Fim da linha para MP do IOF
A Medida Provisória 1.303/2025, conhecida como MP do IOF, foi retirada da pauta da Câmara dos Deputados e enterrada definitivamente.
O texto precisava ser aprovado na Câmara e no Senado até às 23h59 desta quarta-feira para manter sua validade.
Com a decisão dos deputados, a proposta perdeu eficácia e não poderá mais ser votada pelo Congresso Nacional.
O governo federal já anuncia a possibilidade de contingenciamentos e bloqueio de emendas como consequência direta dessa derrota legislativa.
Esta situação marca um revés significativo para a equipe econômica do governo.
Reação no Senado Federal
Posicionamento de Renan Calheiros
O senador Renan Calheiros (MDB-AL), que presidiu a comissão mista que analisou a medida provisória, lamentou a decisão tomada na Câmara dos Deputados.
Em suas declarações, o parlamentar argumentou que o governo federal precisa “otimizar a máquina pública” para enfrentar os desafios fiscais.
Além disso, Renan Calheiros defendeu que a administração pública deve buscar mais eficiência e menos desperdícios como alternativa às medidas tributárias.
Suas palavras refletem a preocupação com o impacto orçamentário da derrota da MP.
Alertas do líder governista
Declarações de Randolfe Rodrigues
O líder do governo no Congresso Nacional, senador Randolfe Rodrigues (PT-AP), havia feito alertas sobre as consequências da não aprovação da MP 1.303/2025.

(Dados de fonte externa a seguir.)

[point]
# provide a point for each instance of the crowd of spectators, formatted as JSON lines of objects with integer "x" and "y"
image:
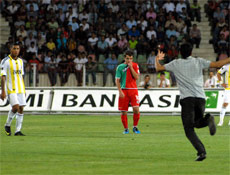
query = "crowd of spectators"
{"x": 60, "y": 35}
{"x": 218, "y": 13}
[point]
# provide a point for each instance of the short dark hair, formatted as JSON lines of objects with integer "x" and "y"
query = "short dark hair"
{"x": 147, "y": 76}
{"x": 185, "y": 50}
{"x": 14, "y": 44}
{"x": 129, "y": 53}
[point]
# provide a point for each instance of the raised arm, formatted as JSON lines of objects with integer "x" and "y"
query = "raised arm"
{"x": 3, "y": 80}
{"x": 160, "y": 56}
{"x": 218, "y": 64}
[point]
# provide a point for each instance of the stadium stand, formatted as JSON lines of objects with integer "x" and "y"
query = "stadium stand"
{"x": 68, "y": 28}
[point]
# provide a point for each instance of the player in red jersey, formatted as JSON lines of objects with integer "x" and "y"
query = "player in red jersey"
{"x": 127, "y": 74}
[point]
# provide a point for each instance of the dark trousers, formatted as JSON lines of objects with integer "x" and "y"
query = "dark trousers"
{"x": 93, "y": 73}
{"x": 52, "y": 74}
{"x": 64, "y": 76}
{"x": 192, "y": 114}
{"x": 79, "y": 75}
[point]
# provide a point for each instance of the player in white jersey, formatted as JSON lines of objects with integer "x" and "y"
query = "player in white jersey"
{"x": 12, "y": 85}
{"x": 226, "y": 84}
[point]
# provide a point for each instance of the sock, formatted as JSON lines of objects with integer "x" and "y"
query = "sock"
{"x": 124, "y": 121}
{"x": 19, "y": 120}
{"x": 10, "y": 117}
{"x": 222, "y": 114}
{"x": 136, "y": 118}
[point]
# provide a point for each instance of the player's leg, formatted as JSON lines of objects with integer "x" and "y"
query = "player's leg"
{"x": 12, "y": 113}
{"x": 123, "y": 105}
{"x": 222, "y": 114}
{"x": 224, "y": 107}
{"x": 133, "y": 94}
{"x": 188, "y": 115}
{"x": 19, "y": 115}
{"x": 200, "y": 120}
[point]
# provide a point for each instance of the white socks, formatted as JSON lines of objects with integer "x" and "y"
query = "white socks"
{"x": 222, "y": 114}
{"x": 19, "y": 120}
{"x": 10, "y": 117}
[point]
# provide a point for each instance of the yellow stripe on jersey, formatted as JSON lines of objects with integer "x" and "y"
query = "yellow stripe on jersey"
{"x": 23, "y": 85}
{"x": 8, "y": 81}
{"x": 12, "y": 76}
{"x": 228, "y": 78}
{"x": 18, "y": 77}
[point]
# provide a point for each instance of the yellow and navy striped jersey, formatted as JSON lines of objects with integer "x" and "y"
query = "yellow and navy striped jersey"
{"x": 225, "y": 70}
{"x": 14, "y": 71}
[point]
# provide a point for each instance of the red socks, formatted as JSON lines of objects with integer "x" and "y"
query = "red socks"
{"x": 136, "y": 118}
{"x": 124, "y": 121}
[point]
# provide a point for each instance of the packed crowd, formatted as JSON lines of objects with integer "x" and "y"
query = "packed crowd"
{"x": 218, "y": 13}
{"x": 61, "y": 36}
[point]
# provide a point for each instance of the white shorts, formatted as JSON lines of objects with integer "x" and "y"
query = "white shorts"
{"x": 17, "y": 99}
{"x": 227, "y": 96}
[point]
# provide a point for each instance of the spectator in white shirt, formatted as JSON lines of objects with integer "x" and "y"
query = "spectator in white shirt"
{"x": 70, "y": 14}
{"x": 131, "y": 22}
{"x": 32, "y": 49}
{"x": 12, "y": 9}
{"x": 52, "y": 6}
{"x": 84, "y": 24}
{"x": 112, "y": 42}
{"x": 151, "y": 62}
{"x": 169, "y": 6}
{"x": 79, "y": 63}
{"x": 22, "y": 32}
{"x": 147, "y": 84}
{"x": 142, "y": 23}
{"x": 92, "y": 42}
{"x": 29, "y": 40}
{"x": 211, "y": 81}
{"x": 84, "y": 15}
{"x": 163, "y": 82}
{"x": 180, "y": 5}
{"x": 122, "y": 31}
{"x": 113, "y": 5}
{"x": 151, "y": 32}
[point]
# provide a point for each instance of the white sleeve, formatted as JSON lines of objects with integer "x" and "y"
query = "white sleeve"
{"x": 4, "y": 68}
{"x": 167, "y": 82}
{"x": 223, "y": 69}
{"x": 22, "y": 67}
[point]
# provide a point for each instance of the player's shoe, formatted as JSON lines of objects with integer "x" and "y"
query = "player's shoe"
{"x": 136, "y": 131}
{"x": 212, "y": 125}
{"x": 201, "y": 157}
{"x": 8, "y": 130}
{"x": 126, "y": 131}
{"x": 220, "y": 124}
{"x": 19, "y": 133}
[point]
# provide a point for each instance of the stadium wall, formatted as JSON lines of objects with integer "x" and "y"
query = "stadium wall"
{"x": 105, "y": 100}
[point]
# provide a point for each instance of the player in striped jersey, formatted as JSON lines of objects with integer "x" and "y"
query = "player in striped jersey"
{"x": 12, "y": 84}
{"x": 226, "y": 84}
{"x": 126, "y": 75}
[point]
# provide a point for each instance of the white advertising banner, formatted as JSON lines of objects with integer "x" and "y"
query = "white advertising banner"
{"x": 37, "y": 100}
{"x": 102, "y": 100}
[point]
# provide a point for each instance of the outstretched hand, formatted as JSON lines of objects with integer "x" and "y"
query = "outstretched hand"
{"x": 160, "y": 55}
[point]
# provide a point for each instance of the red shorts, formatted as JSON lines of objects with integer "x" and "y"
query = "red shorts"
{"x": 131, "y": 97}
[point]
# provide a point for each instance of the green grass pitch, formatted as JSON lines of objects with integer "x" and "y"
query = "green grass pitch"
{"x": 95, "y": 145}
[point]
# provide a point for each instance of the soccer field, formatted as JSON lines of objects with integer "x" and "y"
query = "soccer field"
{"x": 87, "y": 144}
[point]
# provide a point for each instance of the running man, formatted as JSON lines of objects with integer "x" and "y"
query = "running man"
{"x": 189, "y": 74}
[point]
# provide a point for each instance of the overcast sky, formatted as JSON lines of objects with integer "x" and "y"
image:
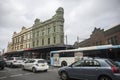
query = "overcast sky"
{"x": 81, "y": 16}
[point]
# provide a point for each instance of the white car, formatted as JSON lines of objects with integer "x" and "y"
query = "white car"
{"x": 14, "y": 61}
{"x": 35, "y": 65}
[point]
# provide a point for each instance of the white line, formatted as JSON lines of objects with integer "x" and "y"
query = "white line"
{"x": 2, "y": 77}
{"x": 16, "y": 75}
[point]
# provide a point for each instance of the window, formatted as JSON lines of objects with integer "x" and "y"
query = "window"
{"x": 54, "y": 28}
{"x": 67, "y": 54}
{"x": 54, "y": 40}
{"x": 78, "y": 64}
{"x": 42, "y": 41}
{"x": 37, "y": 42}
{"x": 37, "y": 33}
{"x": 33, "y": 43}
{"x": 113, "y": 40}
{"x": 91, "y": 63}
{"x": 48, "y": 40}
{"x": 43, "y": 32}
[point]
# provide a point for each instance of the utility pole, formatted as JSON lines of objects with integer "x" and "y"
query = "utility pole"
{"x": 66, "y": 39}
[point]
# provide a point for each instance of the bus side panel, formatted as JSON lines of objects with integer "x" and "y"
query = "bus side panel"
{"x": 51, "y": 61}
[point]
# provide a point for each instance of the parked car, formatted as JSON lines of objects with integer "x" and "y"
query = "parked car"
{"x": 91, "y": 69}
{"x": 36, "y": 65}
{"x": 2, "y": 62}
{"x": 14, "y": 61}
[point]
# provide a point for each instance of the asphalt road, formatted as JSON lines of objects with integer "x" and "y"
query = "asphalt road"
{"x": 19, "y": 74}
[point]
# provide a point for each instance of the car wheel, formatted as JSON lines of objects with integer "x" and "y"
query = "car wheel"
{"x": 34, "y": 70}
{"x": 64, "y": 76}
{"x": 2, "y": 68}
{"x": 104, "y": 78}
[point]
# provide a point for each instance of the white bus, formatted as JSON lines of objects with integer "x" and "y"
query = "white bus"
{"x": 66, "y": 57}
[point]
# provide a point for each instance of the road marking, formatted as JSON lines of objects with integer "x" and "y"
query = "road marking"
{"x": 16, "y": 75}
{"x": 2, "y": 77}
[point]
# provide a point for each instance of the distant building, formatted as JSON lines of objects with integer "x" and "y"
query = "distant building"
{"x": 101, "y": 37}
{"x": 41, "y": 38}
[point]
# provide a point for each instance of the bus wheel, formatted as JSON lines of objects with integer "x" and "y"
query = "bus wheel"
{"x": 64, "y": 63}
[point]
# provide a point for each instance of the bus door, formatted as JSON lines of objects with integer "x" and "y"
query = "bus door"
{"x": 78, "y": 56}
{"x": 55, "y": 59}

Randolfe Rodrigues afirmou que uma eventual derrota da proposta poderia resultar no bloqueio de até R$ 10 bilhões em emendas parlamentares.
O parlamentar ressaltou que “só o contingenciamento de emendas venha a ser de R$ 7 bilhões a R$ 10 bilhões”, valores que afetariam diretamente os recursos destinados aos congressistas.

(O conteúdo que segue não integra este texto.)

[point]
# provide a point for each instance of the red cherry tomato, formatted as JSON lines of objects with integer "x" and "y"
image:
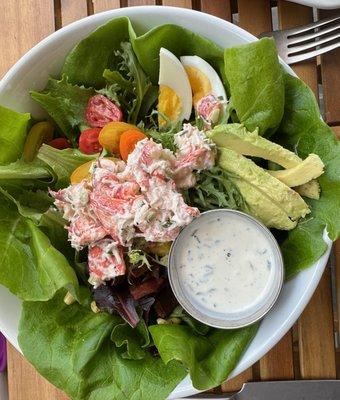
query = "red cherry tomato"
{"x": 100, "y": 111}
{"x": 88, "y": 141}
{"x": 60, "y": 143}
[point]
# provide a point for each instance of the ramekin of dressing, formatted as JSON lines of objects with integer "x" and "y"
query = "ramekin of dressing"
{"x": 226, "y": 269}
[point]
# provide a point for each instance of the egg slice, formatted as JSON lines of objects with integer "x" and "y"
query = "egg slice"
{"x": 204, "y": 80}
{"x": 174, "y": 98}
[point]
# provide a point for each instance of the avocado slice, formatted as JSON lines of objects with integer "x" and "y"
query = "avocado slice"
{"x": 310, "y": 189}
{"x": 262, "y": 207}
{"x": 310, "y": 168}
{"x": 237, "y": 138}
{"x": 282, "y": 195}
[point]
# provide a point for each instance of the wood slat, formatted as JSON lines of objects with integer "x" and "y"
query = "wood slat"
{"x": 316, "y": 340}
{"x": 255, "y": 17}
{"x": 25, "y": 27}
{"x": 22, "y": 27}
{"x": 177, "y": 3}
{"x": 315, "y": 326}
{"x": 336, "y": 130}
{"x": 278, "y": 363}
{"x": 330, "y": 67}
{"x": 291, "y": 15}
{"x": 105, "y": 5}
{"x": 235, "y": 384}
{"x": 71, "y": 11}
{"x": 132, "y": 3}
{"x": 24, "y": 382}
{"x": 219, "y": 8}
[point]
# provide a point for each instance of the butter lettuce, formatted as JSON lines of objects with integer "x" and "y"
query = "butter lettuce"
{"x": 13, "y": 129}
{"x": 209, "y": 359}
{"x": 256, "y": 85}
{"x": 21, "y": 173}
{"x": 303, "y": 131}
{"x": 31, "y": 268}
{"x": 72, "y": 347}
{"x": 62, "y": 162}
{"x": 86, "y": 63}
{"x": 65, "y": 103}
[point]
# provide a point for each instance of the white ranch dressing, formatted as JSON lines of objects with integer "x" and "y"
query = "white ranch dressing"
{"x": 225, "y": 265}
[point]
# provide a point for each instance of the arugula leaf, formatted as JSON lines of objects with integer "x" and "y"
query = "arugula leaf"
{"x": 64, "y": 343}
{"x": 130, "y": 82}
{"x": 21, "y": 173}
{"x": 303, "y": 131}
{"x": 31, "y": 268}
{"x": 134, "y": 340}
{"x": 210, "y": 359}
{"x": 13, "y": 129}
{"x": 65, "y": 103}
{"x": 86, "y": 63}
{"x": 256, "y": 85}
{"x": 214, "y": 189}
{"x": 180, "y": 42}
{"x": 62, "y": 162}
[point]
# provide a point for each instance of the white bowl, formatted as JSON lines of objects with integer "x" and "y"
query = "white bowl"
{"x": 46, "y": 58}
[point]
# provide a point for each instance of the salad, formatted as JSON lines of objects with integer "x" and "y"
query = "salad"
{"x": 142, "y": 134}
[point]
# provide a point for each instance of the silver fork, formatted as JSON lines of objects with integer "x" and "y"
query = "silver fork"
{"x": 308, "y": 41}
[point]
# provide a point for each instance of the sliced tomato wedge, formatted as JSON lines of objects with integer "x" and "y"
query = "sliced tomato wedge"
{"x": 88, "y": 141}
{"x": 60, "y": 143}
{"x": 100, "y": 111}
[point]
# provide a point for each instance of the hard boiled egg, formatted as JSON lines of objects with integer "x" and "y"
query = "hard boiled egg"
{"x": 175, "y": 98}
{"x": 204, "y": 80}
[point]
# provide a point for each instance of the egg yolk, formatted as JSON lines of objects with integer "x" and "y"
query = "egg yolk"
{"x": 199, "y": 83}
{"x": 169, "y": 104}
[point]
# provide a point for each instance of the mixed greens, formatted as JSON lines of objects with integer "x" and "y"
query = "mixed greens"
{"x": 128, "y": 340}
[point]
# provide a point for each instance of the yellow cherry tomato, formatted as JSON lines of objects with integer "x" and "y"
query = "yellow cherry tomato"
{"x": 110, "y": 134}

Essas declarações antecederam a decisão final da Câmara sobre a matéria.
Alternativas do Ministério da Fazenda
Opções para compensação
Após a decisão da Câmara, Randolfe Rodrigues enfatizou que o Ministério da Fazenda dispõe de um “arsenal de alternativas” para compensar a medida.
O líder governista declarou “O que não falta são opções no Ministério da Fazenda”, demonstrando confiança na capacidade da equipe econômica em encontrar soluções.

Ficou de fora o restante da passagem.